Kewen:
On 6/4/24 00:19, Kewen.Lin wrote:
> Hi,
>
> on 2024/5/29 23:58, Carl Love wrote:
>> Updated the patch per the feedback comments from the previous version.
>>
>> Carl
>> -------------------------------------------------------
>>
>> rs6000, extend the current vec_{un,}signed{e,o} built-ins
>>
>> The built-ins __builtin_vsx_xvcvspsxds and __builtin_vsx_xvcvspuxds
>> convert a vector of floats to signed/unsigned long long ints.
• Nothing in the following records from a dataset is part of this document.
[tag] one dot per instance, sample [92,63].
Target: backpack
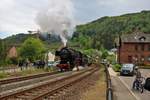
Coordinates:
[147,84]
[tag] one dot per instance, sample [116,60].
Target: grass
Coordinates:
[22,73]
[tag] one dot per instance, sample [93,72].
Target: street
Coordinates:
[122,86]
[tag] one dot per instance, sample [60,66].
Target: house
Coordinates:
[12,53]
[134,48]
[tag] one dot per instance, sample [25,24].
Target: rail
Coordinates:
[109,91]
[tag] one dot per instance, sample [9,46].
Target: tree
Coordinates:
[32,49]
[2,52]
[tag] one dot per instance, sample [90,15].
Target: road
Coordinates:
[122,86]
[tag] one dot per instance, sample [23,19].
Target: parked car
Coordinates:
[53,63]
[127,69]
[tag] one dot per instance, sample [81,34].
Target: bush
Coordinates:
[117,67]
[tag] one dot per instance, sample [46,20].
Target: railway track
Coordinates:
[23,78]
[49,88]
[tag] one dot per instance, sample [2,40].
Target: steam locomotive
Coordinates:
[70,58]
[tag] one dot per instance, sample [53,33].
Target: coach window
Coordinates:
[149,47]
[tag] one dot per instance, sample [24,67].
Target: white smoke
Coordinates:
[57,19]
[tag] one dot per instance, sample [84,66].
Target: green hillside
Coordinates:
[103,31]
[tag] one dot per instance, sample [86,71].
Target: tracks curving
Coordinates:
[49,88]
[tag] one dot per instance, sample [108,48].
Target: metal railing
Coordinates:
[109,91]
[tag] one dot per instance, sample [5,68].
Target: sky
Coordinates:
[20,16]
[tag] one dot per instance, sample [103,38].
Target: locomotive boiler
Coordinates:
[70,58]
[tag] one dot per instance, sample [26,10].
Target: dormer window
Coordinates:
[142,38]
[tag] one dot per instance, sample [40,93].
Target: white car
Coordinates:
[53,63]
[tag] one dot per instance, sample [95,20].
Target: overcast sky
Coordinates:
[19,16]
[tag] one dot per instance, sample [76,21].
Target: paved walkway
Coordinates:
[121,92]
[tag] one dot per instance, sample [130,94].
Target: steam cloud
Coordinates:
[57,19]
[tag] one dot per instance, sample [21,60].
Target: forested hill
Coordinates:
[103,31]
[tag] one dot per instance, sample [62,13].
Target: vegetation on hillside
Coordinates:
[102,32]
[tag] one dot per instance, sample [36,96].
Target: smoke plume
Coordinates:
[57,18]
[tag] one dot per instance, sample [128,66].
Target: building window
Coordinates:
[142,47]
[136,47]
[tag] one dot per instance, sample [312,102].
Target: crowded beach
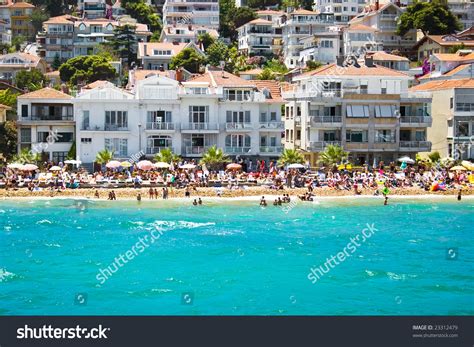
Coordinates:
[187,179]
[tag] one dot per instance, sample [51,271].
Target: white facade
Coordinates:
[187,117]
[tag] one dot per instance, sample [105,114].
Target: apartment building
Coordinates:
[344,11]
[158,55]
[45,123]
[196,12]
[217,108]
[67,36]
[452,133]
[365,108]
[186,33]
[383,21]
[300,24]
[11,63]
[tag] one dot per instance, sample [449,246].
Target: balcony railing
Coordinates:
[160,126]
[238,126]
[50,117]
[415,145]
[237,150]
[321,145]
[271,149]
[200,126]
[156,150]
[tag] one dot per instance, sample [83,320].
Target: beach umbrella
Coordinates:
[125,164]
[113,164]
[468,165]
[234,166]
[295,166]
[187,166]
[29,167]
[406,160]
[15,166]
[162,165]
[145,165]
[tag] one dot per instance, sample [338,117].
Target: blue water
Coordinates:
[236,258]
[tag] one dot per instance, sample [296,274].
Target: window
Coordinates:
[25,135]
[356,135]
[198,114]
[358,111]
[117,146]
[115,120]
[384,136]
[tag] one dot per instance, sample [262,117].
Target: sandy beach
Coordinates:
[131,193]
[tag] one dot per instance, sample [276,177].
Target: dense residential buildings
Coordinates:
[11,63]
[45,123]
[452,132]
[365,108]
[195,12]
[67,36]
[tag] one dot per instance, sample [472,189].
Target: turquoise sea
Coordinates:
[235,258]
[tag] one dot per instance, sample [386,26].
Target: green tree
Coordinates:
[214,158]
[432,18]
[166,155]
[86,69]
[290,156]
[104,156]
[37,17]
[8,139]
[206,40]
[189,59]
[332,155]
[31,80]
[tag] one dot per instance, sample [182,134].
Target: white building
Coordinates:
[216,108]
[195,12]
[46,123]
[365,108]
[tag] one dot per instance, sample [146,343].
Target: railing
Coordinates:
[237,149]
[416,145]
[195,150]
[155,150]
[52,117]
[321,145]
[271,149]
[160,126]
[200,126]
[416,120]
[238,126]
[271,125]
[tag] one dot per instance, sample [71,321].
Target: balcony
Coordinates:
[237,150]
[190,127]
[415,146]
[321,145]
[161,126]
[271,149]
[156,150]
[416,121]
[238,126]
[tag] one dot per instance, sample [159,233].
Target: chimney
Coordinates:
[340,60]
[369,61]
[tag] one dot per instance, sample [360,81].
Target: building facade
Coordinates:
[364,108]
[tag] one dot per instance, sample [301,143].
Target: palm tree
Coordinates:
[290,156]
[166,155]
[332,155]
[214,157]
[103,157]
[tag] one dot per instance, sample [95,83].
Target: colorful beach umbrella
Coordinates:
[113,164]
[145,165]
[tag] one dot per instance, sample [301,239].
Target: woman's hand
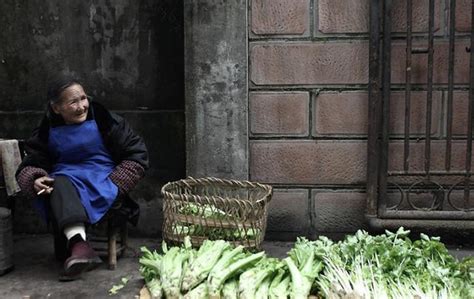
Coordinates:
[44,185]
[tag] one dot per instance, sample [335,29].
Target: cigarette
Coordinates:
[41,191]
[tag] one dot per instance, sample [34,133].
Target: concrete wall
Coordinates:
[131,56]
[216,88]
[308,99]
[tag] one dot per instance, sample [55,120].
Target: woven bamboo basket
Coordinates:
[212,208]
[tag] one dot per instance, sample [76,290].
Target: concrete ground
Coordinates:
[36,271]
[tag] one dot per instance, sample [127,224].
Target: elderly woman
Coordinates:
[81,160]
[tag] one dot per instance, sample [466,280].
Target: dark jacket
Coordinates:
[127,149]
[119,139]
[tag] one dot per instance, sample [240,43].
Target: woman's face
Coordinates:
[72,105]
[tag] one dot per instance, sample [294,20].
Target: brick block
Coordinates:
[308,162]
[440,64]
[347,113]
[338,211]
[463,15]
[309,63]
[280,17]
[342,16]
[279,113]
[460,112]
[288,211]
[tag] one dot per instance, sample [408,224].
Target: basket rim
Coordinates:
[190,181]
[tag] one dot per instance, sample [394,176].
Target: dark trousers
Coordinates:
[65,205]
[65,208]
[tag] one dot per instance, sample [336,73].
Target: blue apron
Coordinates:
[81,156]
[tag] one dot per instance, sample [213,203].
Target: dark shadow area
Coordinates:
[131,56]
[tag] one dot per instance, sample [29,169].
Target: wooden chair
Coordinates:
[109,237]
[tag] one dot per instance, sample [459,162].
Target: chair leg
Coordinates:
[112,248]
[123,239]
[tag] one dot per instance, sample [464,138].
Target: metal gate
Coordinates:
[421,93]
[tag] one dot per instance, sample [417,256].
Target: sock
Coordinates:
[74,240]
[75,229]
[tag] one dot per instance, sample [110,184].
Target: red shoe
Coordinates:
[82,258]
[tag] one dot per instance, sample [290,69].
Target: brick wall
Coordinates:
[308,75]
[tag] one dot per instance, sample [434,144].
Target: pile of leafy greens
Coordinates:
[389,265]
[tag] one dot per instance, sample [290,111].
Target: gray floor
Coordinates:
[36,271]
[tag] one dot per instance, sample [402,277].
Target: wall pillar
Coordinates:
[216,88]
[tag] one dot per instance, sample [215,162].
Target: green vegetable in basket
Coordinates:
[231,262]
[203,210]
[207,256]
[263,289]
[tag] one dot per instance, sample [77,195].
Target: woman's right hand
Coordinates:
[44,183]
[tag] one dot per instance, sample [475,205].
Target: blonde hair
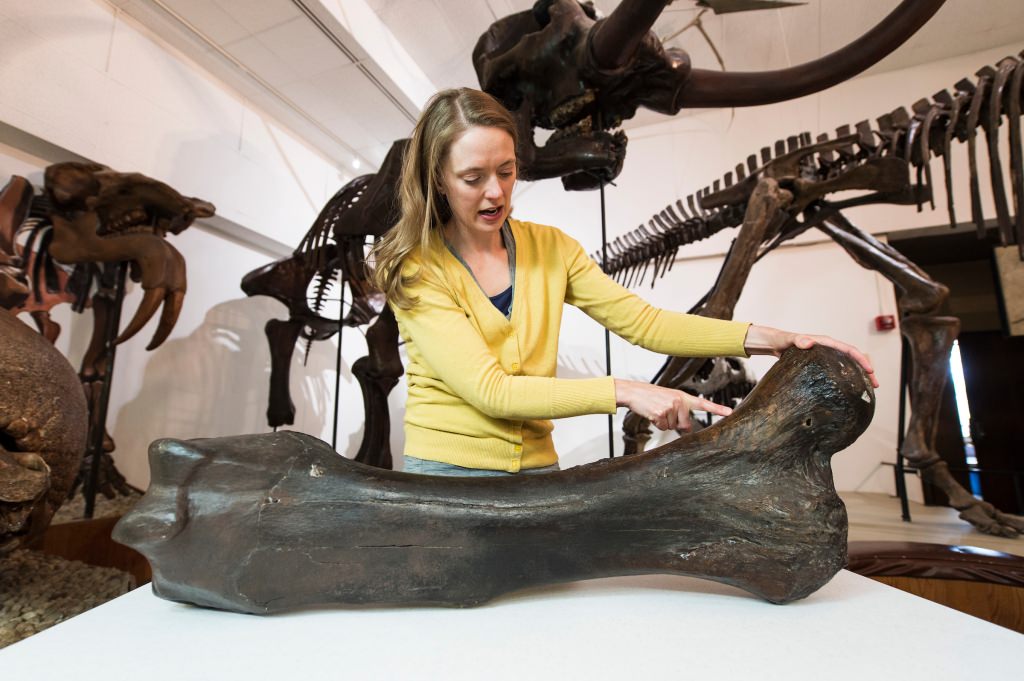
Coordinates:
[424,210]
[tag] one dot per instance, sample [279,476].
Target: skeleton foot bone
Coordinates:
[262,523]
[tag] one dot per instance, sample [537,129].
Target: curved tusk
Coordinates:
[616,37]
[713,88]
[168,317]
[144,312]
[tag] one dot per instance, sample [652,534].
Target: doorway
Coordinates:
[992,365]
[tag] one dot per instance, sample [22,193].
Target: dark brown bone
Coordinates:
[714,88]
[263,523]
[42,431]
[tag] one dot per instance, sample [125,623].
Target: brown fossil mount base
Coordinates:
[262,523]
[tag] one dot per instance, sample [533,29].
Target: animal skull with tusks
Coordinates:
[100,215]
[561,67]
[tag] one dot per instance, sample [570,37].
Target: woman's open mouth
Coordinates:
[491,213]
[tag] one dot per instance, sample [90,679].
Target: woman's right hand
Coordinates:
[666,408]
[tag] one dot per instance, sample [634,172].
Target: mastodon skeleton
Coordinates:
[785,190]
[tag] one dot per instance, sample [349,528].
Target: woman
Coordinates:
[478,298]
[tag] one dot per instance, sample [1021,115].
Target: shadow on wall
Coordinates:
[215,382]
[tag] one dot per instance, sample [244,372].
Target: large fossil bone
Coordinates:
[42,431]
[261,523]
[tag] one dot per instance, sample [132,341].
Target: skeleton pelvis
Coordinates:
[260,523]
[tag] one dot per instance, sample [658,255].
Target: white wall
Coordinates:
[90,82]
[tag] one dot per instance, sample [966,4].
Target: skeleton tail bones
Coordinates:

Extend the
>> existing vec_{un,}signed{e,o} built-ins to handle the argument
>> vector of floats to return the even/odd signed/unsigned integers.
>>
>> The define expands vsignede_v4sf, vsignedo_v4sf, vunsignede_v4sf,
>> vunsignedo_v4sf are added to support the new vec_{un,}signed{e,o}
>> built-ins.
>>
>> The built-ins __builtin_vsx_xvcvspsxds and __builtin_vsx_xvcvspuxds are
>> now for internal use only. They are not documented and they do not
>> have testcases.
>>> The built-in __builtin_vsx_xvcvdpsxws is redundant as it is covered by
>> vec_signed{e,o}, remove.
>>
>> The built-in __builtin_vsx_xvcvdpuxws is redundant as it is covered by
>> vec_unsigned{e,o}, remove.
>>
>> The built-in __builtin_vsx_xvcvdpuxds_uns is redundant as it is covered by
>> vec_unsigned, remove.
>>
>> The __builtin_vsx_xvcvspuxws is redundante as it is covered by
>> vec_unsigned, remove.
>
> I perfer to move these removals into sub-patch 2/13 or split them out into
> a new patch, since they don't match the subject of this patch. Moving it
> to sub-patch 2/13 looks good as they are all about vec_{un,}signed{,e,o}.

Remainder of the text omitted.